An Information-Based Approach to Identifying Rapid-Guessing Thresholds

Pages 325-336 | Published online: 26 Sep 2019
 

ABSTRACT

The identification of rapid guessing is important to promote the validity of achievement test scores, particularly with low-stakes tests. Effective methods for identifying rapid guesses require reliable threshold methods that are also aligned with test taker behavior. Although several common threshold methods are based on rapid guessing response accuracy or visual inspection of response time distributions, this paper describes a new information-based approach to setting thresholds that does not share the limitations of other methods. A pair of information-based methods are introduced, and an empirical comparison study found the new methods to more reliably set thresholds than methods based on response accuracy or visual inspection.

Disclosure statement

No potential conflict of interest was reported by the author.

Notes

1 By “low stakes” I am referring to the test taker’s perspective. That is, low stakes means that test takers are likely to perceive an absence of personal consequences associated with their test performance.

2 Note the additional problem that without a bimodal distribution it is difficult to rule out the possibility that no rapid guessing had occurred on the item.

3 There have been two other types of threshold identification methods proposed that I did not consider in this study. Wise and Kong (Citation2005) chose thresholds based on surface features of items such as their length and whether they contained tables or figures. Their criteria were arbitrarily chosen, however, and their method has not been used to set thresholds in subsequent research. Also, Schnipke and Scrams (Citation1997) explored the use of two-state mixture models to set thresholds. This method cannot always estimate its model parameters, and it also has not been used in practice.

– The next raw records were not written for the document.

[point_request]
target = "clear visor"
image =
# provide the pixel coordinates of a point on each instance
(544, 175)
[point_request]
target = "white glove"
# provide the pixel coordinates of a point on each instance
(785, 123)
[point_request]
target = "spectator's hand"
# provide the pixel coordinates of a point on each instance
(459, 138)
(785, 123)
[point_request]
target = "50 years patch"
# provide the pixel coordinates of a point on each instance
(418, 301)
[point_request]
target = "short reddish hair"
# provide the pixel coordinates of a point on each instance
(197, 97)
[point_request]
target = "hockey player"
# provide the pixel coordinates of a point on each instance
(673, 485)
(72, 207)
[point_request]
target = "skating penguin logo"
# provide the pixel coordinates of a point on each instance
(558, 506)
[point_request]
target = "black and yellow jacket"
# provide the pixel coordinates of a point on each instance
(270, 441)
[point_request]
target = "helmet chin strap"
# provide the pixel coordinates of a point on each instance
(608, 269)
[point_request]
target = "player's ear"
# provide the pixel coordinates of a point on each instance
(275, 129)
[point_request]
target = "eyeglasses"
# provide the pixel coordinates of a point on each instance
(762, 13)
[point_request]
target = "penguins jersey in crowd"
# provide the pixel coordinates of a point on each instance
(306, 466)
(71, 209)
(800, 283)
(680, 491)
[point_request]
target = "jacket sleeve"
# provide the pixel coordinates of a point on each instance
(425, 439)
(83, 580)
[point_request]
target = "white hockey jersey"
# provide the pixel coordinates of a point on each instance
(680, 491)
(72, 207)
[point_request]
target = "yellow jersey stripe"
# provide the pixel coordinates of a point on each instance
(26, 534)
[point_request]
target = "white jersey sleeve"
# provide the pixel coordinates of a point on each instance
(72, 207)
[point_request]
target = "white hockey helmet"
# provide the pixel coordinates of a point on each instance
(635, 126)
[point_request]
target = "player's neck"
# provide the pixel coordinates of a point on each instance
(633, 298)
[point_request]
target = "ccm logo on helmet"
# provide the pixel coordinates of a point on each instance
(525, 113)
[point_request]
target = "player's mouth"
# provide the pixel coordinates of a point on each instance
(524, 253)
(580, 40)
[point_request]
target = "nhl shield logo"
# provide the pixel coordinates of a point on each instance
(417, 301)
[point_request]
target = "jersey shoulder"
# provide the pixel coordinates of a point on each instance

4 Criteria 4 and 5, which specify the presence of “sizeable” magnitudes of both information and accuracy discrimination, are necessarily a bit vague for two reasons. First, although rapid guesses should routinely exhibit correlations (information) near zero, rapid guessing accuracy can vary substantially across items. Second, response accuracy and correlations can also vary considerably across items, driven by an item’s difficulty and discrimination. Taken together, these reasons make it challenging to specify how much increase in correlations and accuracy should be expected to occur for a given item across the transition from rapid guessing to solution behavior.